Eintragung vom 7. Oktober 17

Auf dem Weg von der Garage zum Haus hatte ich am 5. Oktober Mühe, mich dem Sturm entgegenzustemmen. Dabei ist es in unserem Landstrich weit häufiger windstill denn stürmisch. Auf den etwa 75 Metern zwischen Haus und Garage beschloß ich, das Gehtraining heute ausfallen zu lassen. Das kommt ganz selten vor – bei unaufhörlichem Regen, bei Gewitter und bei Glatteis. Ich kann mich nicht erinnern, jemals wegen eines Sturmes auf das Training verzichtet zu haben. Ich habe auch nicht hin und her überlegt; es war ein spontaner Entschluß.

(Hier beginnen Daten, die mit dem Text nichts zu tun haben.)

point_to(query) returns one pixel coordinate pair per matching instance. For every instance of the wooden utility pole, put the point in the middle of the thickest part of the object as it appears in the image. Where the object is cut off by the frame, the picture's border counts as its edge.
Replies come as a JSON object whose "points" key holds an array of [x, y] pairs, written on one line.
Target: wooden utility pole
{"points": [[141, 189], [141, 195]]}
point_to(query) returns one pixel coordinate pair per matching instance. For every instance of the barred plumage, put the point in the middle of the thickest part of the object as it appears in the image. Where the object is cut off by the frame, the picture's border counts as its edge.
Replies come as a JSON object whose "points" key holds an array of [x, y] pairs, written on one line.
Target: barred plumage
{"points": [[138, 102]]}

Die Nachrichten am Abend haben meine Entscheidung bestätigt. Sieben Menschen haben an diesem Tage infolge von Wettereinflüssen ihr Leben verloren. Der typische Unfall war nicht, beim Training im Freien, sondern im Auto von einem niederkrachenden Baum erschlagen zu werden. Eisenbahnzüge blieben stehen, Flugzeuge schlitterten über die Landebahn. Im Südwesten war es längst nicht so schlimm wie im Norden; aber es reichte für den Entschluß, das Training lieber ausfallen zu lassen.

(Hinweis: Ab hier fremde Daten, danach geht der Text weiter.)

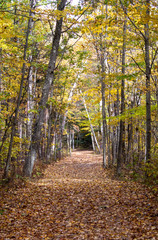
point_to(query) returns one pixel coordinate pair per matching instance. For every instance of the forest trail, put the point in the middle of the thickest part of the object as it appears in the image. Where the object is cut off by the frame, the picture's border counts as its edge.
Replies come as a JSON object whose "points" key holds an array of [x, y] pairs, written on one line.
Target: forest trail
{"points": [[76, 200]]}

Ergo: Es reicht nicht immer, auf den Körper zu hören; zuweilen ist auch ein Blick in den Himmel angebracht.

Eintragung vom 1. Oktober 17

Noch bewege ich mich außer Haus mit zwei Unterarm-Gehstützen, im Zimmer mit nur einer. Wenn ich zum Bücherregal gehe, verzichte ich auch schon mal auf jede Hilfe. Den Rollator benütze ich kaum. Im dritten Monat nach meinem Sturz am 20. Juli ist der Wiederherstellungsprozeß deutlich erkennbar.

Dennoch, das Bewegungsdefizit ist riesig. Worüber schreibt jemand, der sonst in seinem Tagebuch über Laufen schreibt? Nach Berlin wäre ich gefahren – zum 100-Meilen-Lauf auf dem Mauerweg. Ich schätze diesen Lauf aus mehreren Gründen: Läuferisch ist er auch für Ultraläufer eine Herausforderung, so wie die 100 Kilometer, als es in Europa allein den 100-Kilometer-Lauf in Biel gab, eine Herausforderung für Marathonläufer waren. Ich schätze Läufe, die unter nichtsportlichen Aspekten in unser Leben, seine positiven und seine negativen Seiten, eingebunden sind. Politische Feiertage wie der 3. Oktober, der Tag der Deutschen Einheit, verblassen; es sind mehr oder weniger arbeitsfreie Tage, sonst nichts. Erinnert sei an den 17. Juni – was war denn da? Der Mauerweglauf ist die wohl aktivste Art, einen Gedenktag zu feiern. Im Grunde brauchten wir für den Tag der Deutschen Einheit eine repräsentative Laufveranstaltung. Der Mauerweglauf wäre es. Nein, ich will um Himmelswillen keine Diskussion darüber und keine Termin-Verschiebung. Es muß ja auch kein Ultralauf sein. Ich will nur die Bedeutung des Mauerweglaufs charakterisieren. Ich schätze zudem die Streckenführung, den Großstadtlauf im Grünen, ebenso die Organisation. Daher also bin ich auch nur als Beobachter gern zum Mauerweglauf nach Berlin gefahren.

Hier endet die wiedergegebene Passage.